CATEGORY   Natural History, Food, Walking

Hardcover, 142 pages, 256 x 268 mm, illustrated with 66 watercolours and 50 pencil sketches, 1985

Viking ISBN 978-0-670-81191-5

Gordon Beningfield

Gordon Beningfield’s reputation as Britain’s leading countryside artist was built up through his meticulous and affectionate paintings and drawings of the English countryside as it has been, should be, and sometimes still is. In Beningfield’s Farm, he has set out to celebrate that most characteristic feature of the countryside, the traditional farm and its animals.

The animals were not difficult to find, at least in ones and twos. Here are such magnificent creatures as the White Park bull and the Gloucester Old Spot pig, not to mention Lincoln Longwood sheep, Suffolk Punch horses, Light Sussex chickens, and Golden Guernsey goats. But because the numbers of these animals have so dwindled, many of them are now classified as rare breeds and are preserved in farm parks where they have become a major attraction.

The proper surroundings for the animals were much harder to find, as the traditional small mixed farm is now something of a rarity, and it is even more unusual to find unspoiled farm buildings. While the animals are painted from life, the fields and farmyards in which they are paced have often found their inspiration in Gordon Beningfield’s memories of the English countryside of forty years ago.

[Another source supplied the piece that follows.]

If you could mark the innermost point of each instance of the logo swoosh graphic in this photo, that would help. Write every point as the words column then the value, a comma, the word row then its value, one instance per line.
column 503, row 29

At the very least, many of the settings have had to be restored in his pictures to their original state.

The product of this effort is a richly nostalgic portrait of all the inhabitants of the traditional farm: not just cattle, sheep and pigs, but working horses and donkeys, chickens pecking around in the barn yard, ducks by the pond, lop-eared rabbits, a shepherd’s dog that is very unlike the collies of today and, of course, a ginger tom on the prowl.

GORDON BENINGFIELD (1936-98), son of a Thames lighterman, began his career as an ecclesiastical artist, with commissions that included a memorial window for the Household Cavalry in the Guards Chapel. From the early 1960s he built a reputation as a talented, versatile wildlife and countryside artist and became a passionate and influential advocate for the protection of the English countryside.